There are many more items on the Work Plan, including the Medicaid arena, post-acute care and labs. OIG also plans to assess whether Medicare administrative contractors are implementing system edits to prevent improper payments as well as “the extent to which recovery audit contractors identified overpayments” and made fraud referrals.
To incorporate the Work Plan into her compliance program, WellSpan Health Compliance Officer Wendy Trout reviews each item in detail. She determines which WellSpan entities provide the services subject to OIG’s upcoming reviews, how many cases they see per year and how much revenue would be affected.

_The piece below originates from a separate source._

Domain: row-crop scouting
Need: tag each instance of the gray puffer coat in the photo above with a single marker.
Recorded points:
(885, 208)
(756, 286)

Then she sends an explanation of the Work Plan item to the managers of the relevant departments and asks them to answer the following questions:
Do you have any concerns?
How do you think WellSpan would perform if selected by OIG for a review of this service?
Does WellSpan meet all regulations in this area?
Has your department done any reviews of this service to validate compliance?
What mechanisms exist to ensure that WellSpan documents and bills properly for the services under review?
The information Trout gathers is added to her risk assessment process “to determine if we have a high-enough risk that would warrant a review by compliance.” The highlights of the Work Plan are also reviewed with the compliance steering committee to get its thoughts and recommendations. But Trout says her cursory review indicated that Work Plan items were already on WellSpan’s risk assessment, are being addressed by its RAC team or don’t affect the Pennsylvania health system.